Contributed by MERLE (BUS) CORNELIUS and produced by SUSAN STAFFORD.

Old Hotel in Lane, by Bus Cornelius

The Commercial Hotel

The Commercial Hotel
Southwest Corner of Fourth and Oak

     With the attached pictures of the old Commercial Hotel I will write what I know about it.

     The war ended in November 1918 and my dad was tired of farming and mother wanted to live in town again. So they sold the livestock and farming equipment and moved to Lane where they leased the only hotel in town that was owned by the “Gray Family.” They asked me to come home and help them run this place which I did, it was nice to be with Mom and dad again as I was only fifteen years old and sort of homesick.

     The three of us didn’t know one thing about running a hotel, but my sister Bula Boling Brownlee had worked for the Grays so she living a short distance from us came in each day to help until we got the hang of things.

     I have to write a little about that hotel, of course that was in the days of the “traveling salesman” and Lane did not have runmng water or electric so each room was equipped with a coal oil lamp which had to be filled and cleaned, a wash bowl and pitcher of cold water, a slop jar with lid, one towel and wash cloth and we had an outdoor toilet.

     If anyone wanted hot water they either came down to the kitchen or left word at the desk they would like hot water at a specific time and that case it was left in a small bucket outside of there door.

     Now mother thought the sheets had to be changed each time someone occupied a bed but traveling salesman would usually come in on the midnight or the 4:00 A.M. train so they did not occupy the bed long and Bula -my sister soon taught us to grab a hot iron off the wood stove and smooth out the wrinides and it was ready for the next guest.
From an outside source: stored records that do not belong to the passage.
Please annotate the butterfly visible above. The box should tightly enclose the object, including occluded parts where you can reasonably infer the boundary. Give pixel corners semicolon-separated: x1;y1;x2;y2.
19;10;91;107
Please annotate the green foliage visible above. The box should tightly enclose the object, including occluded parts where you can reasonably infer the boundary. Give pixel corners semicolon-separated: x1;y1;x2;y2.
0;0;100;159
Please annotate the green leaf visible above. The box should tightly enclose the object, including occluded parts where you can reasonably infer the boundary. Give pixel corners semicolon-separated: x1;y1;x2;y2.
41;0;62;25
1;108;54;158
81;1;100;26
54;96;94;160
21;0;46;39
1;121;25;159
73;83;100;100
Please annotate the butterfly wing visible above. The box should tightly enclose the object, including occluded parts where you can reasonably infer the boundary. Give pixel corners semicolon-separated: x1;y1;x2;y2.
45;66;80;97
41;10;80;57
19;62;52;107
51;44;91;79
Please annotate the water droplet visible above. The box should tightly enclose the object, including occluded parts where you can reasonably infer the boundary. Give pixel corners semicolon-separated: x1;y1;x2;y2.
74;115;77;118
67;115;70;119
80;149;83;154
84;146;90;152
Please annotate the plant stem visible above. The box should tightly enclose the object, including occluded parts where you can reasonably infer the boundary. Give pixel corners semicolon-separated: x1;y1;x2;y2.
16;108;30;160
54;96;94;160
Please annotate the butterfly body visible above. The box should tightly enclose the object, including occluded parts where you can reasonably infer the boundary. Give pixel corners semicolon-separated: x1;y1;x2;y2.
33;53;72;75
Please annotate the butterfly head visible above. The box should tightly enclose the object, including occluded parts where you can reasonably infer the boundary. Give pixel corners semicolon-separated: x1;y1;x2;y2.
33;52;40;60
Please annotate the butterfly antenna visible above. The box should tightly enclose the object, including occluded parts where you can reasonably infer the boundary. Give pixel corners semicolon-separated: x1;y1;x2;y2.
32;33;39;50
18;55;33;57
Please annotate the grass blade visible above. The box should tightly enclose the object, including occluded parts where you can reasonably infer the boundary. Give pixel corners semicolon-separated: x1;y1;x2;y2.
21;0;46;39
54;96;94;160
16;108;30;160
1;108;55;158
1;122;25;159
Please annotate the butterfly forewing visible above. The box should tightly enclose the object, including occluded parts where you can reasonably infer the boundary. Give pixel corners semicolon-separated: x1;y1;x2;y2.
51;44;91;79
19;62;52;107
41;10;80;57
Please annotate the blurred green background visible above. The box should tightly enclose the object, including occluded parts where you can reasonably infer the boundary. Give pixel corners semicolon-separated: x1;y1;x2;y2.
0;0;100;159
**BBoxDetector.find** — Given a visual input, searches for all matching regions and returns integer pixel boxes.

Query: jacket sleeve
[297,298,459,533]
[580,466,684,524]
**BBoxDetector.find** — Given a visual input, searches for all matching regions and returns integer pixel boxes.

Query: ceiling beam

This horrified my very clean mother at first but it did make things a bit easier and kept down the washing. Which in those days was done by hand in a tub. We could now use a pair of sheets a week.

     Emptying those slop jars was the thing that displeased me and especially if some one had a bowel movement. That was pretty horrible but part of life at that point in time.

     Mother was an excellent cook and it wasn’t long until the salesmen were hiring cars to bring them over to Lane from Parker, Greeley, Osawatomie, Richmond and Rantoul and all the rest of the small towns for some of mothers good food so we had plenty of business.

     In the summer of 1919 an oil company decided to drill some test hole around Lane and Rantoul so we had a group of drillers, they were a rough, lively good nature group and we enjoyed them in spite of the hard work as they worked in eight hour shifts and we had to prepare lunches for those going to work at midday, dinner in the evening and at midnight for the drillers coming in from work.

     I have to laugh when I think of the bed deal about that time, we only had twelve rooms, each with a small double bed, now that meant six men to a room as they came and went on there eight hour shifts, two men to a bed. These men changed pants and shirts once a week and I do not think some of them ever took a bath. When one shift went out we would straighten the sheets, fluff up the pillow, empty the slop jars and just add water to the pitcher on the wash stand and the room was ready for the next shift. Talk about ironing the traveling salesman sheets, can you imagine two husky men occupying one double bed today and on someone’s else’s sheets. I can hardly believe it myself as I write this.

     Many times my dad would call me to get up and wait on tables and I had just gone to bed from waiting on the previous shift and I had not been to sleep.

Bill Boling and Bus' sister Daisy Boling Bump     Bill Boling came home from the war where he had almost died, in August of 1919, had I met him away from Lane I wouldn’t of known him, but Mom’s good cooking soon had him on his feet again.

     The Lease on the hotel was up in November of 1919 and the folks had had enough of that. They heard that one of the two cafes in Lane was up for sale so they decided to take a whack at that. Mom and Dad were winding down the business at the hotel and turned the cafe over to Bill and me for a few days. Well, you talk about green, the first day we opened some people came in for lunch and we did not even have a fire going in the old wood stove. Mr. Abbot the town banker was one of these people and I know he must have sat at the counter for an hour before we placed some tough steak and fried potatoes in front of him.

     A few nights after Bill and I took over the cafe, the Dance Crowd from the [Dany Needham Hall] asked us to stay open so they could eat which we agreed to do. Lordly what a mess, Bill and I were so busy frying hamburgers that we finally handed them out almost raw and I do not think we got paid for half of them.

     Mom and Dad finally (1920) took over and got things going and with mother’s good cooking and excellent cakes and pies -good coffee - we had a very good business.

     The preceding is taken from over 300 had written pages of Marie Boling Cornelius' writings about the early life of the Otis Boling and the Sarah Lee Boling families from about 1890 to 1978. Her writings includes a covered wagon trip from Greeley Ks. To Novata Ok. And back to Kansas City, in 1903 when she was three weeks old, with seven other sisters and brothers.